Even in a drought, sunflower plants do not dry down enough to make hay out of the crop. To make good-quality silage with sunflowers, you need to add a drier feed to the silage pile. If you don’t, the effluent losses from seepage of excess moisture will be significant and costly.

Sunflower silage has higher levels of crude protein but lower levels of energy than corn silage. It can be used as a portion of the diet for beef cows and backgrounding calves.

In the past, producers have successfully blended corn and sunflowers together in a silage pile. One load of sunflower silage added to three to four loads of corn silage is a ratio that has worked well. Ideally, you should check the moisture content of both the corn and sunflower crops and calculate the ratio needed to achieve a 35 percent dry matter (65 percent moisture) blend in the final silage pile.

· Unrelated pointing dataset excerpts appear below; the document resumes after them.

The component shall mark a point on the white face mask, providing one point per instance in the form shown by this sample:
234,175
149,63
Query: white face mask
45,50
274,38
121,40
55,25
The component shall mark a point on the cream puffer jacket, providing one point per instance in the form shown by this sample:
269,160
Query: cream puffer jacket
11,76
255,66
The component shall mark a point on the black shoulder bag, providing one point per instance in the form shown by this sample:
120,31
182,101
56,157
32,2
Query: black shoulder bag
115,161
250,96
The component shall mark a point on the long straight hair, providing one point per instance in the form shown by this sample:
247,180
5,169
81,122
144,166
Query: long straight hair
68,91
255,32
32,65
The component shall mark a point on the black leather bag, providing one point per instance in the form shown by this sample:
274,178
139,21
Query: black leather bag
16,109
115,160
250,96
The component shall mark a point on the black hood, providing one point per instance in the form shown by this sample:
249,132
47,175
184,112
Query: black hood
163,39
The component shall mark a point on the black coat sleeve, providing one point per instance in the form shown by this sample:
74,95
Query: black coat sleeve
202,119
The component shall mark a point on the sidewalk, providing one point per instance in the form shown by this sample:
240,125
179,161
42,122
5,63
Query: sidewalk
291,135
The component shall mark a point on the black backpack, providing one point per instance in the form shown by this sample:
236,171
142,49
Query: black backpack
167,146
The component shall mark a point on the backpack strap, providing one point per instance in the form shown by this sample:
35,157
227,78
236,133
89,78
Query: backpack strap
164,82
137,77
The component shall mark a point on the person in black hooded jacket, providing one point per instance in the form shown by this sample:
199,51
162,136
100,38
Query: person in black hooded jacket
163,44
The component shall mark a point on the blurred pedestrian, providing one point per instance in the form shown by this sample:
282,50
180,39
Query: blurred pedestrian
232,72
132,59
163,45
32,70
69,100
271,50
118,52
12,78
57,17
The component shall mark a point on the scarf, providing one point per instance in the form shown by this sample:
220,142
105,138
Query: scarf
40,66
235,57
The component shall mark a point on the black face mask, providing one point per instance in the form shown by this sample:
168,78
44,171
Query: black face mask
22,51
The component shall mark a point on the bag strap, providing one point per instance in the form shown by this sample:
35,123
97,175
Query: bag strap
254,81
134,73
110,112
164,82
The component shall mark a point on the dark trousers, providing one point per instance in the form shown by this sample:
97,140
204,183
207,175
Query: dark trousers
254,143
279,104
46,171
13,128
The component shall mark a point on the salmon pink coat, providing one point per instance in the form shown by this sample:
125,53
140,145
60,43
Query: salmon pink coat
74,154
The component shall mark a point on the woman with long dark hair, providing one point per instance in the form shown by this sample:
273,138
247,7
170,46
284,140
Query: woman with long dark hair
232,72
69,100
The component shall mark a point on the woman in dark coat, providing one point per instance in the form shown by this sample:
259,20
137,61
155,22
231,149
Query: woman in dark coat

Adding other dry feeds to sunflower silage can also be an effective means to achieve a 35 percent dry matter final silage blend. Depending on feed availability and nutrient needs of the livestock you intend to feed, consider blending straw, grass hay, grain screenings, or cereal grains with chopped sunflowers to achieve the proper moisture level. As a starting point, 5.5 tons of sunflowers at 25 percent dry matter and one ton of grass hay at 90 percent dry matter would result in a silage dry matter of 35 percent, reducing effluent losses to a manageable point.

Sunflowers can accumulate nitrate. Testing the crop for nitrate level prior to feeding is a good idea.